GCPEA News

Four killed in school attack in restive Thai south

Reuters , September 28, 2011

Suspected Muslim insurgents shot dead four soldiers and wounded two people, including a child, in an ambush at a school in Thailand’s restive south on Wednesday, police said, the latest attack in the troubled region bordering Malaysia.


Soldiers in a unit that protects teachers, often targets because of their association with the Thai state, were attacked by up to 20 gunmen in the Rue sor district of Narathiwat province, police said.

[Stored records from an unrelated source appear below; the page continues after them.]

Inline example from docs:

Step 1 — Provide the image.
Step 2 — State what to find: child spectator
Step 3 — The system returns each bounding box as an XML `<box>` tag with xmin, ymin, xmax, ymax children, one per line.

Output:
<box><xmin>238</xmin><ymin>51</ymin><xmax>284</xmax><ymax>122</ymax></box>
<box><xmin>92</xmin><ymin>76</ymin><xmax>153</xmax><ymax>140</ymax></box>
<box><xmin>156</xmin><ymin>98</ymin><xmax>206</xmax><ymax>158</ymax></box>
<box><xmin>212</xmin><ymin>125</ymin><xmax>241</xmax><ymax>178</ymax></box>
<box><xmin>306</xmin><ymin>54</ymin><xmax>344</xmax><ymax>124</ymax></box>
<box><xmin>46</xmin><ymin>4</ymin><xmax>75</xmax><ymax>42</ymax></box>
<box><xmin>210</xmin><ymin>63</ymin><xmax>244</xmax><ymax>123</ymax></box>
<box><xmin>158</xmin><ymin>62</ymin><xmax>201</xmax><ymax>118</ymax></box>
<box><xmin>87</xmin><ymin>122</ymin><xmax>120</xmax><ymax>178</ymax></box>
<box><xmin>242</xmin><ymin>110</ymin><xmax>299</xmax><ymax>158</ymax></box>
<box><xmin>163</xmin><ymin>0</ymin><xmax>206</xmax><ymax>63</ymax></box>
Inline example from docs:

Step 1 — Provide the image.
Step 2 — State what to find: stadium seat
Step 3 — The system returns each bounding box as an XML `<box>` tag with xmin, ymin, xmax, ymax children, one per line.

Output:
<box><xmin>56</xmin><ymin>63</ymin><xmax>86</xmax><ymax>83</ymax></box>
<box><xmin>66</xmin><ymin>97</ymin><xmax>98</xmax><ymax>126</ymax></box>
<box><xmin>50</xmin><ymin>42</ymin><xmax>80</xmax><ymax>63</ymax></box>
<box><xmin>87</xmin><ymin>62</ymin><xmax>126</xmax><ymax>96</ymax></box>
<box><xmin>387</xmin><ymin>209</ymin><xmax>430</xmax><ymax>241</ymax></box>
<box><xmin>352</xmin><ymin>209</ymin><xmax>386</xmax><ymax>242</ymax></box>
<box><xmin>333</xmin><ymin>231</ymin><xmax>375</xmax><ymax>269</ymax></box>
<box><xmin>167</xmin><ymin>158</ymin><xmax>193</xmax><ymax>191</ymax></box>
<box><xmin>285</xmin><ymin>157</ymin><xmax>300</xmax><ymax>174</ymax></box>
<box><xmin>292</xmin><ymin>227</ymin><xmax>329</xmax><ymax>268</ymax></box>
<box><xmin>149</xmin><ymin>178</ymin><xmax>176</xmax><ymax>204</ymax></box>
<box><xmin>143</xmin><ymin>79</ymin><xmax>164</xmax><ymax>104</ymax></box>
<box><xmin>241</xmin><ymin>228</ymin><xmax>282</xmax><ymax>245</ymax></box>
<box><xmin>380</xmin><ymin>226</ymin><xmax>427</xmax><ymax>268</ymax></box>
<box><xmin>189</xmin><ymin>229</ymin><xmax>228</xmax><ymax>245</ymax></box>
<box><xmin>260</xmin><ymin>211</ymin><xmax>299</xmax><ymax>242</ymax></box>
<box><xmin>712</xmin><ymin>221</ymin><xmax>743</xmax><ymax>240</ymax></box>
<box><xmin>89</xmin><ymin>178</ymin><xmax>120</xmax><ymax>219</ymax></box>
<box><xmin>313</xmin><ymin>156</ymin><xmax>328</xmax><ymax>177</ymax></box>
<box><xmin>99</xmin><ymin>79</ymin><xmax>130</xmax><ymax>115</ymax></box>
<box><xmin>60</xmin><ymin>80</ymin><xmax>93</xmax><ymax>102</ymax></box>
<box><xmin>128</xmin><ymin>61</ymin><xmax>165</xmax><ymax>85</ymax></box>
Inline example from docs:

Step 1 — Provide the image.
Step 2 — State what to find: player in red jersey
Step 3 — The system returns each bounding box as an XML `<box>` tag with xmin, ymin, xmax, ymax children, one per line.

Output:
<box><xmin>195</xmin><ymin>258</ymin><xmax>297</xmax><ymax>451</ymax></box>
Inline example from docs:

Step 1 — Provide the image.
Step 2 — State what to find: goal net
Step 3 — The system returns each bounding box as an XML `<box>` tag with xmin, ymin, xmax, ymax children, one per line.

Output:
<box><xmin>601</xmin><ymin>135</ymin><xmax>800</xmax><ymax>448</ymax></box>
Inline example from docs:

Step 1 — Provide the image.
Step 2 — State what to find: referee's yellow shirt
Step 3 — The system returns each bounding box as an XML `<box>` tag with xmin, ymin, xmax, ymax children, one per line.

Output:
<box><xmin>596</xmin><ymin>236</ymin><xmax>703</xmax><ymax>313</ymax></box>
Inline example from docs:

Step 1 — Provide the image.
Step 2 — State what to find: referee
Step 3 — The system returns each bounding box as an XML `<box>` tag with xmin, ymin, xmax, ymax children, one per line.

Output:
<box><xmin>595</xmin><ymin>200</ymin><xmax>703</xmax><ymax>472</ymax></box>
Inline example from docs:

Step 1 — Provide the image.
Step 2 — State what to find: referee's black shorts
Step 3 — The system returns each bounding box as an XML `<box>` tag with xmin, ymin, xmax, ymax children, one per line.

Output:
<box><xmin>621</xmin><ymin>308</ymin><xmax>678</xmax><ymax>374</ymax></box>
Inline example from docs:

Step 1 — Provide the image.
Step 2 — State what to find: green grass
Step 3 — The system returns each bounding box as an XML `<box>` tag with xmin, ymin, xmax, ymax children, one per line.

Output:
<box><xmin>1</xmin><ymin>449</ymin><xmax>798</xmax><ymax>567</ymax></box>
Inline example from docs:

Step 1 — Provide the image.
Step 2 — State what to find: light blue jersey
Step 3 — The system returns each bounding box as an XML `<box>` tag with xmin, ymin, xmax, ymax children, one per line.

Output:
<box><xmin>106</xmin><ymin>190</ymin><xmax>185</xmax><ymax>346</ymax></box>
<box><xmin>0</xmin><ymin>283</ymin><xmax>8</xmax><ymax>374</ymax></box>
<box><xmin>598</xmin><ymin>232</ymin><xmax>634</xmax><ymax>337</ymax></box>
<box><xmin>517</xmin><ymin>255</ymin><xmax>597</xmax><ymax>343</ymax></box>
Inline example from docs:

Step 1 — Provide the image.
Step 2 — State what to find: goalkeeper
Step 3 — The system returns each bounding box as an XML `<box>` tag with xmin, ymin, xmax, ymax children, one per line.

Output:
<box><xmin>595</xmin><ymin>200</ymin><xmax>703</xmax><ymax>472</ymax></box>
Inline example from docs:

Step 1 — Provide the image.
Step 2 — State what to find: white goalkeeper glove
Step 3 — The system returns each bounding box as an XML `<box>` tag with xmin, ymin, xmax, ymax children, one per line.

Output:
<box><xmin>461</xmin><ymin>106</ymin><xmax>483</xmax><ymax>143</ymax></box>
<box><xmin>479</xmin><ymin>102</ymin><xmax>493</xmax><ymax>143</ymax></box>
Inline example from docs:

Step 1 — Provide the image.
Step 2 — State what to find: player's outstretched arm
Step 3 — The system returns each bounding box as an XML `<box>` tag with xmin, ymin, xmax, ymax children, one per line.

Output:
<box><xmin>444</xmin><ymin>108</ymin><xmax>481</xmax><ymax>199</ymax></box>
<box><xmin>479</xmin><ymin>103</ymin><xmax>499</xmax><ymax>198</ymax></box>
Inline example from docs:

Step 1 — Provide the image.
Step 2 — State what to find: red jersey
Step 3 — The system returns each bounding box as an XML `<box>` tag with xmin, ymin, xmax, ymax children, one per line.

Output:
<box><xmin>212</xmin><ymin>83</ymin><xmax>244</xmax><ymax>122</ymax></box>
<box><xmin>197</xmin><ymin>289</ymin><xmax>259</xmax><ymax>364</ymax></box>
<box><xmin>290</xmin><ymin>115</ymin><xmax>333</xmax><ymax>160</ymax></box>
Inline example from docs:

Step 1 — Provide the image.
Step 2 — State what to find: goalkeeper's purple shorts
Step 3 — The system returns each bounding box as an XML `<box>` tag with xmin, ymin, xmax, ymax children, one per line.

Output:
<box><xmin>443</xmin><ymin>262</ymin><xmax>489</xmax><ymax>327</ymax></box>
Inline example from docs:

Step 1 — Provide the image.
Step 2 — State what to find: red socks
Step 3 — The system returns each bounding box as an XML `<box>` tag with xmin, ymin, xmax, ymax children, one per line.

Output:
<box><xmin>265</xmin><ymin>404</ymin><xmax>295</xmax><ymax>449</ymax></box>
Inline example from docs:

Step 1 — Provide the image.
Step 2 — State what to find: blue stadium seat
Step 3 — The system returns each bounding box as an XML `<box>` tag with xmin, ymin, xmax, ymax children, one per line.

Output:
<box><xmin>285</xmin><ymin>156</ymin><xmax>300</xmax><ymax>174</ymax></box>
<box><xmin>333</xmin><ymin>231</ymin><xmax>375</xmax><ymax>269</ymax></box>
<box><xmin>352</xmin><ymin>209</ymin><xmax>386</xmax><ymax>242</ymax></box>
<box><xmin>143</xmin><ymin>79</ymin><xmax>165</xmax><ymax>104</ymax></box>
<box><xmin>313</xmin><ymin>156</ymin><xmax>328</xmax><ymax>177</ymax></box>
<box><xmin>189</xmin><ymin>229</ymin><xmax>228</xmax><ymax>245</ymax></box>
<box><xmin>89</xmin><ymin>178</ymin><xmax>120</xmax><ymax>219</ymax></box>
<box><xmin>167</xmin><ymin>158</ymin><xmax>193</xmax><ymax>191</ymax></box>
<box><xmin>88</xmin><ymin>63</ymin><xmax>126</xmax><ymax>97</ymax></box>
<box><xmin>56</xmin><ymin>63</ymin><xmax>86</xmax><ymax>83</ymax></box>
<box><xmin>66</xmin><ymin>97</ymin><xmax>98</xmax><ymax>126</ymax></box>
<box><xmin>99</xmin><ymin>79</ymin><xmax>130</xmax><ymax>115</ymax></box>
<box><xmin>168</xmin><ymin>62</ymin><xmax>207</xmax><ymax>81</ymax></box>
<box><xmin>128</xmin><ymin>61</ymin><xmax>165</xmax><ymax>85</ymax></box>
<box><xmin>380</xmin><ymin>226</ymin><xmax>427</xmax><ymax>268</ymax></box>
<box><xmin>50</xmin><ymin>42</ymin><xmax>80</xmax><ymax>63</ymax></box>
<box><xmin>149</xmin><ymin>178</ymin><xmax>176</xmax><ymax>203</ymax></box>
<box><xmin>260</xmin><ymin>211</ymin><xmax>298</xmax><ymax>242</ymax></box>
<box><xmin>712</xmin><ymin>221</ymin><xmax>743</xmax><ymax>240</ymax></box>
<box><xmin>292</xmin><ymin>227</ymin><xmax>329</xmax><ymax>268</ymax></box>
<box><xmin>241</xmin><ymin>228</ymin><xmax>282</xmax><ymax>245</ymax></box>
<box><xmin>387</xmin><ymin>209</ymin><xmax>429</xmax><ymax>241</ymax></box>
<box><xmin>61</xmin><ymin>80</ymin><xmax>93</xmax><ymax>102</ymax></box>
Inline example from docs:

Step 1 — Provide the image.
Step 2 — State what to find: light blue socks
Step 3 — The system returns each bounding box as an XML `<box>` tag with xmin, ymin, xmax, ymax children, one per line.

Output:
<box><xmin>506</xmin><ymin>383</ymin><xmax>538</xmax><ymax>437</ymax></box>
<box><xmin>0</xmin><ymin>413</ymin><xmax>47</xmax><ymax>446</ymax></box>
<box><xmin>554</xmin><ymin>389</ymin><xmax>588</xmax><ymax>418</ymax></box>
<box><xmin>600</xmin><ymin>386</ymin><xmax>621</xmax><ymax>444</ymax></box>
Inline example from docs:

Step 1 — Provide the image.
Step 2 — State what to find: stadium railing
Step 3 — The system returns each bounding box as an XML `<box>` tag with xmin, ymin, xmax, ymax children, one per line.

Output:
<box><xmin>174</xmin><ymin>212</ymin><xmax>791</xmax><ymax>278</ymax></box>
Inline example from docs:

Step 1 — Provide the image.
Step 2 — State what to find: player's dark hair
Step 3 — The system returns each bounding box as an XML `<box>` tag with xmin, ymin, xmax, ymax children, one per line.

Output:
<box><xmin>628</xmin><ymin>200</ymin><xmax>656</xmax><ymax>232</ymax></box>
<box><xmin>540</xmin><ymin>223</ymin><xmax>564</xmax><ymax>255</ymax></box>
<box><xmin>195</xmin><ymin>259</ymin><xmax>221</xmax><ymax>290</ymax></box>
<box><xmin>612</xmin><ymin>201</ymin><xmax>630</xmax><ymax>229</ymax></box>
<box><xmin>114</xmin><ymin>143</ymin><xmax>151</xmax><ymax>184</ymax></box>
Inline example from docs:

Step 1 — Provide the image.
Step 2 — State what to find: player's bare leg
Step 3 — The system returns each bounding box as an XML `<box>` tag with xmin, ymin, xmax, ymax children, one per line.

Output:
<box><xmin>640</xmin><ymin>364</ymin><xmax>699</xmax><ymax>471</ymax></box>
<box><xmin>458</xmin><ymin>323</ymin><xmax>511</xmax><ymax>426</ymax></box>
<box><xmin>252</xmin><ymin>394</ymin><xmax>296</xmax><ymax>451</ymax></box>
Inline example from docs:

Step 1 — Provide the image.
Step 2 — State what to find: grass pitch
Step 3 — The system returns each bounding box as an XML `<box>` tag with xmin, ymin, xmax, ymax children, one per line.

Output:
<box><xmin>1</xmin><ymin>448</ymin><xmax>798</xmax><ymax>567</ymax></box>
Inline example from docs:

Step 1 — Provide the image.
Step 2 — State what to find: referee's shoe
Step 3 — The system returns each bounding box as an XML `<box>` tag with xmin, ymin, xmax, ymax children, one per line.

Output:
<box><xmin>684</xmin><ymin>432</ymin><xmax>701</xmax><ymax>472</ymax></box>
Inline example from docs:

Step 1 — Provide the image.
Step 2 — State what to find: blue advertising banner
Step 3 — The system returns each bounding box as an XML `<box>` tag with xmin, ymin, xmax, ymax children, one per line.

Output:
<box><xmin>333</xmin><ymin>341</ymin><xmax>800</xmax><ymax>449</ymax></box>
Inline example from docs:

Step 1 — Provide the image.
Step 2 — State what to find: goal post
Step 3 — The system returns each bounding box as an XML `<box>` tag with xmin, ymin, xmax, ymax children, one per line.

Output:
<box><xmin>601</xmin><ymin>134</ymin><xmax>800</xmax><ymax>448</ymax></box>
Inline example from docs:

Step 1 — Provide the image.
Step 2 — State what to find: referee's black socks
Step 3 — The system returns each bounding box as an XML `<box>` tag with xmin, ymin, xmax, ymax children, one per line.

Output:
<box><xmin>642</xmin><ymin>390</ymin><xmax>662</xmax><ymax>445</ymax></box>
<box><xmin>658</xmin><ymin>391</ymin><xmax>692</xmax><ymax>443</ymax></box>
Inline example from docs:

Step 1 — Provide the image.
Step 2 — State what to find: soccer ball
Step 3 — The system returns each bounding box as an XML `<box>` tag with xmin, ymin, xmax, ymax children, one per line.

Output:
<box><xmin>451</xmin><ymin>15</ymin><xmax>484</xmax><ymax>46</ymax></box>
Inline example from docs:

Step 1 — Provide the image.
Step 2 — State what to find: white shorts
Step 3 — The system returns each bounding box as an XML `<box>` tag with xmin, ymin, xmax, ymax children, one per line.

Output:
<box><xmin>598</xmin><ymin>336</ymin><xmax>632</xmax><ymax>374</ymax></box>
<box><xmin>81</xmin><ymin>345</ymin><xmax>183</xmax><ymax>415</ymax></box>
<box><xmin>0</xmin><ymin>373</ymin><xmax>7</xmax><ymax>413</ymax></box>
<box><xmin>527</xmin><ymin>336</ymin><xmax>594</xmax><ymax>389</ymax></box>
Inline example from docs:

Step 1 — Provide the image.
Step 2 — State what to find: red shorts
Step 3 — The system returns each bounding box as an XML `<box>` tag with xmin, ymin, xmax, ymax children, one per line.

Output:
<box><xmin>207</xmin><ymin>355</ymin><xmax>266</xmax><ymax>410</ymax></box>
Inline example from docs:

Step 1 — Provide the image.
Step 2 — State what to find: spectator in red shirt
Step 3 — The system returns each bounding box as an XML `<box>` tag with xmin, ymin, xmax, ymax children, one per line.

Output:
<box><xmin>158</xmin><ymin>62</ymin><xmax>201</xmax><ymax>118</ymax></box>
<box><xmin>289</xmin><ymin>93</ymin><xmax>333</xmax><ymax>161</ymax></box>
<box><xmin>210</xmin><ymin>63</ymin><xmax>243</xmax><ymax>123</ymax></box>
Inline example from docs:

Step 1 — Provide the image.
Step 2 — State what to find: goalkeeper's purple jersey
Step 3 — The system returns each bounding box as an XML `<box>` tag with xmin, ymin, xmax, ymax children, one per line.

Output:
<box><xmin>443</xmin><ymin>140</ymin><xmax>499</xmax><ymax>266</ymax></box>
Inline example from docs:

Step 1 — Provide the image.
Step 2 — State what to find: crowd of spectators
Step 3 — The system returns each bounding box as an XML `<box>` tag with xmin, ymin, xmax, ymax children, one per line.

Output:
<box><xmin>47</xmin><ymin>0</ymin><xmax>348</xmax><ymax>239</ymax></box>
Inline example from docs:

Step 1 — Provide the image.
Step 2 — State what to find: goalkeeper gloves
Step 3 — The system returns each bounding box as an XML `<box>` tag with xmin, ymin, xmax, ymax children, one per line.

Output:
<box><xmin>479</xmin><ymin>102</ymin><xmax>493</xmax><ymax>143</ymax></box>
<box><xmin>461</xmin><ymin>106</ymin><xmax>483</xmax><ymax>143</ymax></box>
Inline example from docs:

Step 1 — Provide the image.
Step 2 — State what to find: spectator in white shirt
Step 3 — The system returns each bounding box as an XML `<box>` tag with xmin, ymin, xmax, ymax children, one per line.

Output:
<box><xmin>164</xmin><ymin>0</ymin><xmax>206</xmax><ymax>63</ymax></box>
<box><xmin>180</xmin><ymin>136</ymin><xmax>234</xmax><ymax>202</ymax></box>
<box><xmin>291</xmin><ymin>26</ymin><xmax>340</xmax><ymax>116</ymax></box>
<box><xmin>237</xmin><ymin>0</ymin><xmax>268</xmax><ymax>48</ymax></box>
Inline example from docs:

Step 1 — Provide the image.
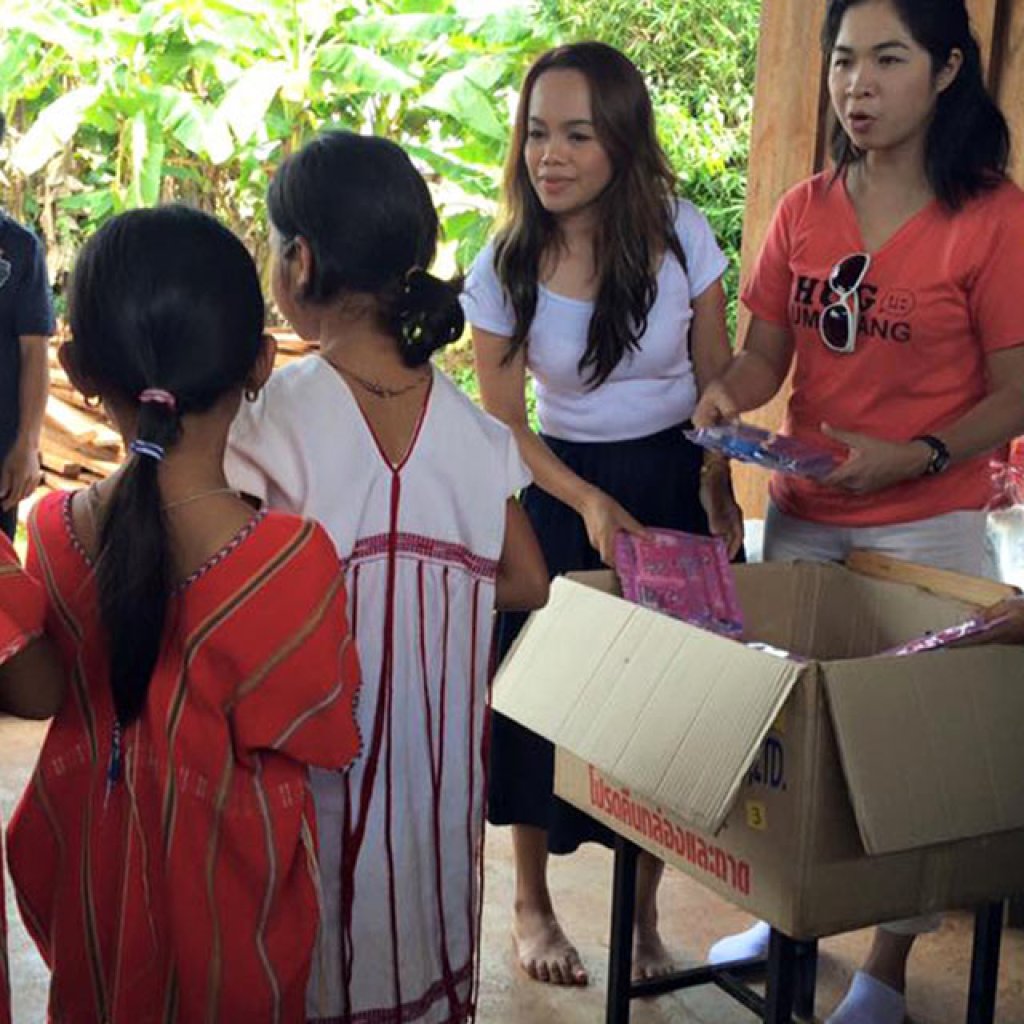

A six-year-old Muslim student was among those wounded in the attack, which took place just hours after suspected insurgents burned 29 closed-circuit television cameras in Pattani province. There were no reports of casualties in that attack.

More than 4,800 people have been killed in seven years of unrest as ethnic Malay Muslims fight for autonomy from Thailand’s Buddhist majority in the region just a few hours by car from some of Thailand’s best-known tourist beaches.

Local Muslims largely oppose the presence of tens of thousands of police, soldiers and state-armed Buddhist guards in rubber-rich region, which was part of a Malay Muslim sultanate until annexed by Thailand a century ago.

About 80 percent of Thailand’s three southern provinces of Pattani, Yala and Narathiwat are Muslim.

The violence has ranged from drive-by shootings to bombings and beheadings. It often targets Buddhists and Muslims associated with the Thai state, such as police, soldiers, government officials and teachers.